Synopses & Reviews
Ethnomethodology has an elusive relationship with organisation studies. The ethnomethodological work of Harold Garfinkel, and the allied conversation analytic work of Harvey Sacks, is often cited and yet empirical contributions informed by ethnomethodology and conversation analysis remain rare. Organisation studies clearly has a lot to say about work but this is normally related to some broader set of social, economic and political issues. Rarely, if ever, does this research involve an analysis of the mundane and practical details of what actual work consists of. This book acts as an evidence-based corrective by showing how research based on ethnomethodology and conversation analysis can contribute to key issues and debates in organisation studies. Drawing on audio/video recordings from a diverse range of work settings, a team of leading scholars present a series of empirical studies that illustrate the importance of paying attention to the real-time achievement of organisational processes and practices.
Review
"This book would be well suited to researchers from a range of disciplines, as the examples are drawn from the business, educational, and health sciences. It would be particularly useful for qualitative researchers, and also for instructors dealing with qualitative researching in graduate school programs...This is the book that would assist you to master the key practical skills and theoretical approaches necessary to undertake ethnomethodology and conversation analysis, and is well crafted and a pleasure to read."
--Ardhendu Shekhar Singh, Institute of Rural Management - Anand, India, Management Learning
Review
"This book, written by prominent authors in the field...will surely become a household name. The second part of the book, which presents the empirical studies, is simply captivating. This book will certainly end up being a 'classic.'"
--Nicolas Bencherki, Université de Montréal, Scandinavian Journal of Management
Review
"This volume demonstrates the thousands of 'small ways' and 'artful practices' through which people recognize and reproduce the organizational location of their actions. It offers a rich panorama of ethnomethodologically informed studies of ordinary work and in so doing it brings something distinctive to the table of organization studies."
--Silvia Gherardi, University of Trento
Review
"This book is essential reading for researchers and students of organisations, management and business. It reveals the amazing insights generated by researchers applying ethnomethodology, CA, DA and workplace studies to audio and video data from real-time organisational settings. Nick Llewellyn and Jon Hindmarsh deserve congratulations for assembling the very best set of authors to deal with this field. This trailblazing, lucid book will set the standard for years to come."
--David Silverman, Goldsmiths College, University of London
Review
"I cannot overstress how much a gap this book fills, nor how well crafted its papers are. Nick Llewellyn and Jon Hindmarsh are to be congratulated for putting together such a delightful, focused and sophisticated collection of papers. We badly need work on the micro-foundations of organizational behavior, and this splendid book, with its strong ethnomethodological focus, shows how we could study organizations as interactive accomplishments. Supporters of process- and practice-based perspectives, take notice!"

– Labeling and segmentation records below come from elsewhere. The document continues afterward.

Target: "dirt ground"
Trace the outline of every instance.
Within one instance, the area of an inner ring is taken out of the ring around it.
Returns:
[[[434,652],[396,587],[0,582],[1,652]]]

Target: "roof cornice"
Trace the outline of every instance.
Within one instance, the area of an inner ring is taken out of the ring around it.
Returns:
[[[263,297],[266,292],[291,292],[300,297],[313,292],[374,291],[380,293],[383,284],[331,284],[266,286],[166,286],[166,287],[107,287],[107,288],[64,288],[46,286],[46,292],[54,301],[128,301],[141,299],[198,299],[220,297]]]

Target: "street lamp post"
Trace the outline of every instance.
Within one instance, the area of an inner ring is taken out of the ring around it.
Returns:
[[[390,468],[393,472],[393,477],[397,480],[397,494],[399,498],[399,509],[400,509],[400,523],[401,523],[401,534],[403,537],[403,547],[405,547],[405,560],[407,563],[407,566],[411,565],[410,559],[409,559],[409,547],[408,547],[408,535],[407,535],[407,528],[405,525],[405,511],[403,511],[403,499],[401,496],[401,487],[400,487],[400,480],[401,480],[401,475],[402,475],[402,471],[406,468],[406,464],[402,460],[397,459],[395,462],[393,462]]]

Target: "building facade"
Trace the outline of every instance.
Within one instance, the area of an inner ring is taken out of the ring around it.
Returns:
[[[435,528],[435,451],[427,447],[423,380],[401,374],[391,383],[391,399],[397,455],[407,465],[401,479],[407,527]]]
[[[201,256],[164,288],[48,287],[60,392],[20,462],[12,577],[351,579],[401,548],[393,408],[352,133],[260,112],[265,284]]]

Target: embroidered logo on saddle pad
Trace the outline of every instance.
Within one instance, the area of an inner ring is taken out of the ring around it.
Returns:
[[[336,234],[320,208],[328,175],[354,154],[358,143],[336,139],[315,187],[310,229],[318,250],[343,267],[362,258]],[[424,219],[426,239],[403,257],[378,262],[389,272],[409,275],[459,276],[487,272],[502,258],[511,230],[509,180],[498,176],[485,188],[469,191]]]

--Haridimos Tsoukas, Athens Laboratory of Business Administration (ALBA) and Warwick Business School
Synopsis
A series of empirical studies illustrating the importance of paying attention to the real-time achievement of organisational processes and practices.
Synopsis
Drawing on audio/video recordings from a diverse range of work settings, a team of leading scholars present a series of empirical studies that illustrate the importance of paying attention to the real-time achievement of organisational processes and practices.
Table of Contents
About the authors; Preface; 1. Work and organisation in real time: an introduction Nick Llewellyn and Jon Hindmarsh; 2. Finding organisation in detail: methodological orientations Jon Hindmarsh and Nick Llewellyn; 3. A kind of governance: rules, time and psychology in organisations Jonathan Potter and Alexa Hepburn; 4. On the reflexivity between setting and practice: the 'recruitment interview' Nick Llewellyn; 5. The situated production of stories David Greatbatch and Timothy Clark; 6. Orders of bidding: organising participation in auction of fine art and antiques Christian Heath and Paul Luff; 7. Some major organisational consequences of some 'minor', organised conduct: evidence from a video analysis of pre-verbal service encounters in a showroom retail store Colin Clark and Trevor Pinch; 8. The work of the work order: document practice in face-to-face service encounters Robert J. Moore, Jack Whalen and E. Cabell Hankinson Gathman; 9. The interactional accomplishment of a strategic plan Dalvir Samra-Fredericks; 10. Peripherality, participation and communities of practice: examining the patient in dental training Jon Hindmarsh; Bibliography; Index.